Finch did. He had been there.

“There's a closet door,” Bill said. “Remember it?”

Finch rubbed his chin. He remembered another door, roughly opposite the door he had entered by. Was it open or closed?

“I'd have noticed if it had been open,” Finch said. “So it must have been closed. You mean—somebody could have been hiding in a closet?”

Which might mean that Finch thought it really was a closet, not a passageway, or that Finch was lying about it—or that, in fact, the second entrance to the room had nothing to do with anything.

“After you heard the shot,” Bill Weigand said. “Before you decided to use a key and go in and investigate, I take it nobody came out of the house? Came past you?”

“For God's sake,” Finch said, reasonably enough. “And said, ‘Afternoon. By the way, I just killed Professor Elwell'? For God's sake, captain.”

“And,” Bill said, “you didn't find anybody in the house? Anybody alive?”

Finch merely looked at him, and shook his head in wonder at such obviousness. But then he said, “I suppose there's a back door, captain? And—there was time enough.”

“All right,” Bill said. “Do you know a man named Hunter? Carl Hunter?”

Finch had met him a few times, at Elwell's house.
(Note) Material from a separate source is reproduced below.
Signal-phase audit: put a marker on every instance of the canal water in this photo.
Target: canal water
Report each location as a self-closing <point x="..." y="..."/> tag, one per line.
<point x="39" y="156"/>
Knew he was working with Elwell. “Something about cats,” Finch said. “God knows why.”

Mullins looked at Finch, momentarily, with something like sympathy.

“What they called an egghead,” Finch said. “Like the professor himself. Psychiatrist, or something like that.”

“Psychologist,” Bill said, absently. “You didn't see Mr. Hunter yesterday?”

Finch said, “Huh?”

“At the Elwell house,” Bill said. “Going away from the house.”